Legislation re-establishes Georgia Contractor’s Right to Its General Conditions Costs

Authored by: Darren Rowles

A controversial Georgia Court of Appeals decision limiting the scope of Georgia mechanics’ liens to the value of materials and labor was recently overturned by an amendment to the lien law that will take effect on July 1, 2013.  To read the full text of the amendment adding O.C.G.A. § 44-14-361(c) & (d) to Georgia’s lien code, click here (last visited 4/29/2019).

On July 11, 2012, in 182 Tenth, LLC v. Manhattan Construction Co., 316 Ga. App. 776 (2012), the Georgia Court of Appeals held that “general conditions costs” were not lienable.  The decision came as a shock to contractors and their counsel as it was contrary to decades of legal application of Georgia lien law.  General conditions costs, which had always been assumed to be recoverable under the existing lien laws, can include such things as payment to field personnel, field offices, blue prints, travel costs, clerical and accounting requirements for the project, phone & fax costs, office supplies for field offices, mobilization and rubbish removal.  General Conditions can represent a large portion of a contractor’s project costs.  In 182 Tenth, the lien claimant and general contractor, Manhattan Construction Company, submitted a number of monthly progress payment applications pursuant to the terms of the contract that had not been paid, totaling $2,126,148.00. Manhattan filed a claim of lien for that total principal amount, which had been certified by the project architect as due under the contract.
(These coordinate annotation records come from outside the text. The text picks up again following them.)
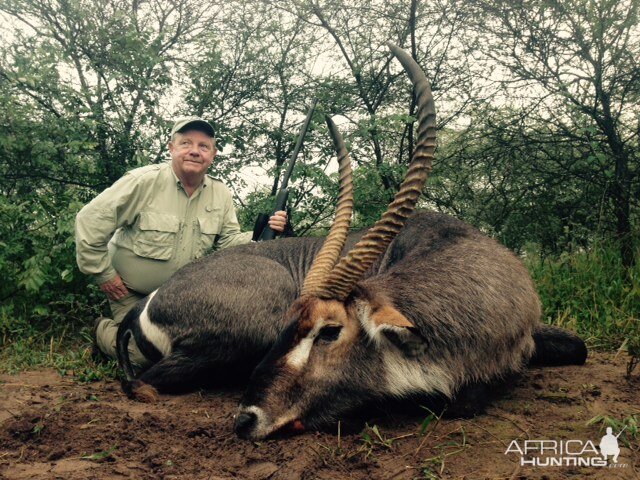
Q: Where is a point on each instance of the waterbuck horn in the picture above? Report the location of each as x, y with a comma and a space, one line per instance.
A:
352, 267
330, 252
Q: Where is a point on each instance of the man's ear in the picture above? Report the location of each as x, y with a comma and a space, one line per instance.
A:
386, 323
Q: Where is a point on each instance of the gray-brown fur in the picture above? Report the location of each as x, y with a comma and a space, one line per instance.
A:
473, 305
472, 312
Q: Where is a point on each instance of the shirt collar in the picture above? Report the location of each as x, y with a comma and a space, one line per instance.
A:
205, 183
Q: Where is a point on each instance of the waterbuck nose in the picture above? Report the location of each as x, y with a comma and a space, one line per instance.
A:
244, 424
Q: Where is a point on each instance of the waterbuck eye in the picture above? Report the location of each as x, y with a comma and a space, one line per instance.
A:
329, 333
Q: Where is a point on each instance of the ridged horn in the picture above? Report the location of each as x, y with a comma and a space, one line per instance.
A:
330, 252
352, 267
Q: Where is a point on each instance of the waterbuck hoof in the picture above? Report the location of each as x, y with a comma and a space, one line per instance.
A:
143, 392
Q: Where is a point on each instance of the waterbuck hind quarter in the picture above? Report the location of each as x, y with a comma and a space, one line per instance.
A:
446, 307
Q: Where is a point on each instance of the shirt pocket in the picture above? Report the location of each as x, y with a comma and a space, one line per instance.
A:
209, 230
156, 236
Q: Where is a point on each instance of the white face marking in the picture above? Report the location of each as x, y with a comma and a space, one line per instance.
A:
152, 332
298, 357
403, 375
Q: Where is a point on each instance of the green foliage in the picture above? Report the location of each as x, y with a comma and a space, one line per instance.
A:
88, 90
628, 428
591, 293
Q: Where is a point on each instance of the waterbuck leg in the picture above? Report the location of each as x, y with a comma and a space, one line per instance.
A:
556, 346
173, 374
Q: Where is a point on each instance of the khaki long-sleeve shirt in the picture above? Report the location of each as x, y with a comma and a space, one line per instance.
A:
145, 227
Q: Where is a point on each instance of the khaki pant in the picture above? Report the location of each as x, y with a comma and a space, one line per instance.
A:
108, 330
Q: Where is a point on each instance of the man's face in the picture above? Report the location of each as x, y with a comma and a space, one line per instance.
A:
192, 153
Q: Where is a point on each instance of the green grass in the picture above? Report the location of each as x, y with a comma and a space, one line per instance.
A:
586, 291
591, 293
57, 341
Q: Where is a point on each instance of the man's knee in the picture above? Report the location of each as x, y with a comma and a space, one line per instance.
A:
106, 337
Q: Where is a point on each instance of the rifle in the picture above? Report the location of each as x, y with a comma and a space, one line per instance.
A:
261, 230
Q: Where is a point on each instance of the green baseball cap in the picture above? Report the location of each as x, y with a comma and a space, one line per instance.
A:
192, 123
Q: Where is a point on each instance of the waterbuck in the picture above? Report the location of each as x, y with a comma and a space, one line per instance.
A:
422, 304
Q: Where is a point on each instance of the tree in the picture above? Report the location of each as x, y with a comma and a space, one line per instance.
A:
580, 60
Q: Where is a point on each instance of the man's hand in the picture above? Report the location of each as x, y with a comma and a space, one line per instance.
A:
278, 221
115, 288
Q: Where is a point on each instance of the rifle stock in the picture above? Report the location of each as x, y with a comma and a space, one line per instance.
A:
261, 230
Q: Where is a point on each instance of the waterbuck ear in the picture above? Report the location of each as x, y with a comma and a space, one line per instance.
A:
388, 323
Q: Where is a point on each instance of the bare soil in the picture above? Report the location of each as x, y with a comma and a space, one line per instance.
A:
52, 427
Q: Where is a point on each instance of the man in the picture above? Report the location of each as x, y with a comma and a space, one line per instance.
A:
154, 220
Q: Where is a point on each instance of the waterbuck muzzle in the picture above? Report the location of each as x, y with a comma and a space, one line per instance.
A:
330, 359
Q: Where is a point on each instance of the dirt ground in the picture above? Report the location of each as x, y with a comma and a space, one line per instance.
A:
52, 427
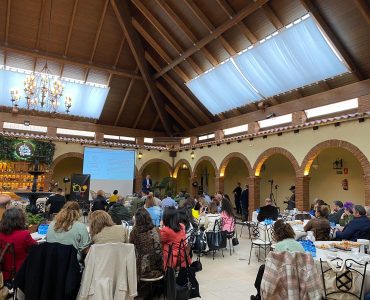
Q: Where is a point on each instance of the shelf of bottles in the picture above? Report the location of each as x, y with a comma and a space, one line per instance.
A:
14, 176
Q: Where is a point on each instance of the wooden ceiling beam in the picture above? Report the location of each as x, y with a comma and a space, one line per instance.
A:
142, 108
39, 27
71, 22
310, 7
98, 32
162, 53
123, 14
7, 21
164, 33
350, 91
177, 118
64, 60
190, 35
124, 101
243, 28
207, 23
273, 18
364, 9
243, 13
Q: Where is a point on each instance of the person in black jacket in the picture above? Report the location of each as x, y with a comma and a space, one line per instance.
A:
100, 202
268, 211
56, 202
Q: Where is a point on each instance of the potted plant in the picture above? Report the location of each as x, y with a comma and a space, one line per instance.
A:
33, 221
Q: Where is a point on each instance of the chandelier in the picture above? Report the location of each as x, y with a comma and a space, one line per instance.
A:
42, 90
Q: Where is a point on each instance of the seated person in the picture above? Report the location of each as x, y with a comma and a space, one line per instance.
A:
66, 228
118, 212
268, 211
347, 216
338, 211
100, 203
358, 228
12, 230
113, 198
284, 236
320, 225
56, 202
155, 212
103, 230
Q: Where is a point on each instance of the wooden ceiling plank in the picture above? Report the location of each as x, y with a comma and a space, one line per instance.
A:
310, 7
70, 27
177, 117
364, 9
350, 91
164, 33
273, 18
124, 101
76, 62
154, 123
39, 27
123, 14
98, 32
207, 23
243, 28
243, 13
7, 21
142, 108
168, 10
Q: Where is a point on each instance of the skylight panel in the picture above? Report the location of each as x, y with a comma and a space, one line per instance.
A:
235, 130
223, 88
284, 119
64, 131
332, 108
297, 56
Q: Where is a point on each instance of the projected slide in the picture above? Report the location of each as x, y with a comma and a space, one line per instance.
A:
110, 169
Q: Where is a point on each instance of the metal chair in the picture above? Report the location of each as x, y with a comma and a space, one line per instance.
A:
344, 277
263, 241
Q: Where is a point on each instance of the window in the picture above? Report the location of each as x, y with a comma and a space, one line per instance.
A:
332, 108
33, 128
284, 119
235, 130
206, 137
63, 131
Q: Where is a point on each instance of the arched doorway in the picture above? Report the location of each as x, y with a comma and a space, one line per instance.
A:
204, 175
65, 167
277, 169
182, 174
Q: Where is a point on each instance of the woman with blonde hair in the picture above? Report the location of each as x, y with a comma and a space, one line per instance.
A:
103, 230
67, 230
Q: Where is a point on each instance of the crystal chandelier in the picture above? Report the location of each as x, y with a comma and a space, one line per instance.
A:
42, 90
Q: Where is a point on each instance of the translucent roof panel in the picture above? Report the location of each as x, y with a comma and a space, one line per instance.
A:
293, 58
222, 88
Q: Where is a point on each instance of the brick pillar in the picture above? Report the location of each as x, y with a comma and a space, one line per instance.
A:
253, 127
298, 117
367, 189
364, 103
219, 184
254, 194
302, 193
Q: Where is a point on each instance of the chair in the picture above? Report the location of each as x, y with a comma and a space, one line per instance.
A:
343, 277
261, 241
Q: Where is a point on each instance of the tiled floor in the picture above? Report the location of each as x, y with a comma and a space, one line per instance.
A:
229, 277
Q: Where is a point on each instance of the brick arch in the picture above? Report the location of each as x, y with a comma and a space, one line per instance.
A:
232, 155
179, 164
316, 150
154, 160
272, 151
205, 158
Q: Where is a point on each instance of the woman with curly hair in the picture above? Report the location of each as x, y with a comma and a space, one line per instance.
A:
67, 230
The amount included at least $1,019,613 allocated to the project as overhead costs and characterized as “general conditions.” Reversing the lower court’s judgment, the Court of Appeals ruled that the general condition costs were not lienable because they were not “labor, services, or materials which actually went into and become a part of the property.” The Court of Appeals also found that “interest due on the unpaid payment applications was not a lienable item.”  In the end, the Court excluded from the lien amount over half of the contractor’s claim for payment pursuant to the contract terms!

The revised portion of 44-14-361 provides:

(c) Each special lien specified in subsection (a) of this Code section shall include the amount due and owing the lien claimant under the terms of its express or implied contract, subcontract, or purchase order subject to subsection (e) of Code Section 44-14-361.1.

(d) Each special lien specified in subsection (a) of this Code section shall include interest on the principal amount due in accordance with Code Section 7-4-2 or 7-4-16.

While the purpose of the amendment is to return Georgia’s construction lien laws to the status quo, some commentators suggest that the new language could be abused by Contractors based on the “due and owing” language, which makes the lien claimant’s contract the controlling authority on what amounts are lienable.  As a result, and as was the case before the amendment, Contractors should be advised to clearly define in their contracts the amounts they intend to recover as a result of any breaches.